Perhaps sensing my irritation at the notion of standing around for 2 hours to address an issue that he could have easily prevented, we opted to do what all Americans do when they need something, we went to WalMArt. There was one a mile or so down the road. I suspect this may be the case no matter where you find yourself in America. I’d like to despise WalMart for their crappy Chinese products and Borg-like domination of the marketplace, but when I need something, I always end up back there. Curse your extended business hours and total disregard for your employees – you’ve seduced me with convenience!

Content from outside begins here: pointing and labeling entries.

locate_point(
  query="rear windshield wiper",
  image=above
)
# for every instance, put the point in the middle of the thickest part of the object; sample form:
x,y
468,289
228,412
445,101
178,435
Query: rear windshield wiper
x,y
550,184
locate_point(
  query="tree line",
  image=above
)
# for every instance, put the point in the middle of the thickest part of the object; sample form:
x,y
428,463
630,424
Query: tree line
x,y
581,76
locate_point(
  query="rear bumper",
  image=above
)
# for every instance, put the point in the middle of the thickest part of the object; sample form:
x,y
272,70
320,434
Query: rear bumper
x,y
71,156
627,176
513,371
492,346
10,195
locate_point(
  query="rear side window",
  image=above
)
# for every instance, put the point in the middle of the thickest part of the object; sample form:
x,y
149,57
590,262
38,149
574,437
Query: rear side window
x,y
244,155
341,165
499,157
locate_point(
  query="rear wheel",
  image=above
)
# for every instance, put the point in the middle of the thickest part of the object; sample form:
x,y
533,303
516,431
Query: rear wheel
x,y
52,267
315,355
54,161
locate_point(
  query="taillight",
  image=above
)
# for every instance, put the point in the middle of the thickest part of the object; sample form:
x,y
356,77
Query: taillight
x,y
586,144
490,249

Anyhow, we find some motorcycle-specific oil with an appropriate viscosity. It’s not officially authorized and it doesn’t contain any magic pixie dust, but I’m pretty sure it will do the trick and we’ll be able to get back on the road. I suggest Mike buy 2 quarts…one to put in the bike now and one for the ride home…he resists the idea and opts to buy only 1 quart…I’m confident that I’ll be annoyed by this decision later in the trip.



Here's Mike dumping in the first quart of oil for this trip. He looks confident that this should be the last time. Doesn't he? It looks top me like that tank bag can easily hold a spare quart or two, but he must be trying to save $10.

That's a good shot of the windshield he finally went with. Its from Memphis Shades and it seemed to work pretty good. Certainly a lot more coverage than the "visor" he originally purchased.